Sınır ve Ağır normal düzeyde zihinsel performansa sahip bireyler (Ağır öğrenen çocuklar)ve özellikleri
Genel özellikler ve eğitim-öğretimi ile ilgili öneriler:
*Sınır düzey zihinsel performansa(IQ 70-79) ve ağır normal,donuk(IQ 80-89) zihinsel performansa sahip çocuklar, ağır öğrenen çocuklar olarak bilinirler.
*Üstün zekalılar eğrinin bir ucunda, özel eğitim kapsamına alınan hafif, orta ve ağır düzeyde öğrenme yetersizliği yaşayanlar diğer uçta, normal zeka potansiyeline sahip olanlar ise ortalarda toplanırlar. Sınır ve donuk zeka düzeyinde bulunanlar ise özel eğitim kapsamına alınanlar ile normal zeka potansiyeli arasındaki bir grubu oluştururlar.
*Çok geç ve güç öğrenirler, genelleme yapamazlar, dikkati dağınık ve dikkat süresi kısadır. soyut şeyleri çok zorlukla öğrenirler, öğrendiklerini çok çabuk unuturlar, kolayca yorulur ve sebatsızdırlar, kendilerine olan güvenleri azdır, oyun ve toplum kurallarına uymakta zorluk çekerler, bazen hiç uymazlar.
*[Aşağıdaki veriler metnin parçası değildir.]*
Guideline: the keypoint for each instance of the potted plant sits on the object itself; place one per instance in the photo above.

*Öğrenmenin gerçekleşmesinde geçirilen basamaklara bakıldığında, bu çocuklar ile yaşıtları olan diğer çocukların farklı basamaklardan geçmediği görülmektedir.
* Ancak sınır ve donuk zeka düzeyindeki çocukların bu basamaklardan geçmeleri daha yavaş olabilmektedir. Bu düzeydeki çocuklar için özel eğitim uygulanmamakta, öğrenimlerini 1 – 2 yıl geriden izlemektedirler.
* Zihinsel yetersizliği bulunan çocuklar olarak tanı almaz ve değerlendirmezler ancak yaşıtlarından çok daha geç ve güç öğrenirler. Çabuk kavrayamaz, öğrendiklerini çabuk unuturlar. Çok ve sık tekrara karşın ağır öğrenir, sınıfın en gerisinden giderler. Okulda ve evde kolay tanınamazlar, “tembel, dikkatsiz ve haylaz” olarak nitelendirilebilirler. Genellikle 1. sınıfta okumayı en geç sökebilen veya 2. sınıfta sökebilen çocuklardır.
* Standart zeka testleri sonucuna göre bu çocukların “normal zeka” düzeyinin biraz altında oldukları ortaya çıkar. Başka bir deyişle yaşıtlarından 1 – 2 yıl geridirler.
* Normal çocukların aileleriyle yılda en azından iki defa görüşülürken, ağır öğrenen öğrencilerin aileleriyle daha sık görüşülmelidir.
* Öğrenme yetersizliği olan bir öğrencinin söyleneni anlaması için yönergelerin birkaç defa tekrarlanmasına ve işin yaparak gösterilmesine ihtiyaç vardır. Bu durum ağır öğrenen çocuklar için çok daha önemlidir. Çocuk ancak işi sizin tekrarlamanızla öğrenecektir.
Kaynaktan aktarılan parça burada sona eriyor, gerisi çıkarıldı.